By Sonia Su
Business Insider published on Saturday morning a post titled, “16 Apps For Your iPhone That Are Better Than What Apple Made.” Unfortunately, based on last week’s and this week’s analyses, I’ve noticed that unlike its competitors like Mashable, Business Insider does not embed multimedia such as slideshows into its posts. Instead, it simply provides large link text to a separate page with only the said multimedia content. I question how many people would just stop after reading the short post and not bother clicking the link to the actual content, because that link only creates an unnecessary click (yay for pay-per-click advertising?), but sites should be considering the reader by making accessing content as straightforward as possible.

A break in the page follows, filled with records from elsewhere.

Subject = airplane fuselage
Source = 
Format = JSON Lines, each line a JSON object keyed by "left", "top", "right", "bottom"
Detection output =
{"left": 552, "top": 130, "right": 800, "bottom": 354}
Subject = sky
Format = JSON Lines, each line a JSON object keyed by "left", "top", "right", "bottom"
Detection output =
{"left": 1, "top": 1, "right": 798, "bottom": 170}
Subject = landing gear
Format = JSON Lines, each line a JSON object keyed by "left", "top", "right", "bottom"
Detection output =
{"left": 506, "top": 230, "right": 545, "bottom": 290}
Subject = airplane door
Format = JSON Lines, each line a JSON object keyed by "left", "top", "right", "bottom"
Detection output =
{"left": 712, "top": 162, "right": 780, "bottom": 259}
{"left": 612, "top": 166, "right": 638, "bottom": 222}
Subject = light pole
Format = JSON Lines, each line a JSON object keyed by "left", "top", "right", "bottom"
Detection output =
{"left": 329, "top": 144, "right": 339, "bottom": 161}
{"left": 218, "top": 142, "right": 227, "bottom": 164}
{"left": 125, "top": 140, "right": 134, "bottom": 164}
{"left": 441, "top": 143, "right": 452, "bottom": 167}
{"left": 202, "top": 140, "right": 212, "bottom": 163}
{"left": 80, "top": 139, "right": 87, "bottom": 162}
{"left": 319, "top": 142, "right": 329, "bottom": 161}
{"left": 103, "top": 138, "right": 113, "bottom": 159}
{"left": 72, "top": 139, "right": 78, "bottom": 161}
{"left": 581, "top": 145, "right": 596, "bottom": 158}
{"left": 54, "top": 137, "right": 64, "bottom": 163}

Nevertheless, I clicked the link. What initially attracted me to this post was the reference to a list (“16 apps…”). After all, with BuzzFeed, reddit, and other aggregation sites, it is clear we live in an era of slideshow-loving content consumers — myself included. However, I must say that I appreciate that the author took every photo used in this slideshow (if you count a few screenshots), which also reassures readers that the author actually took the time to experiment with the apps listed to provide sufficient recommendations. It does make me wonder why he decided to take screenshots for the last few apps, though. And finally, a list of apps would not be complete without the cost of each, which is provided.
In the end, the slideshow, like many others due to its simple nature, became a very popular read within hours, garnering more than 103,000 views in just six hours.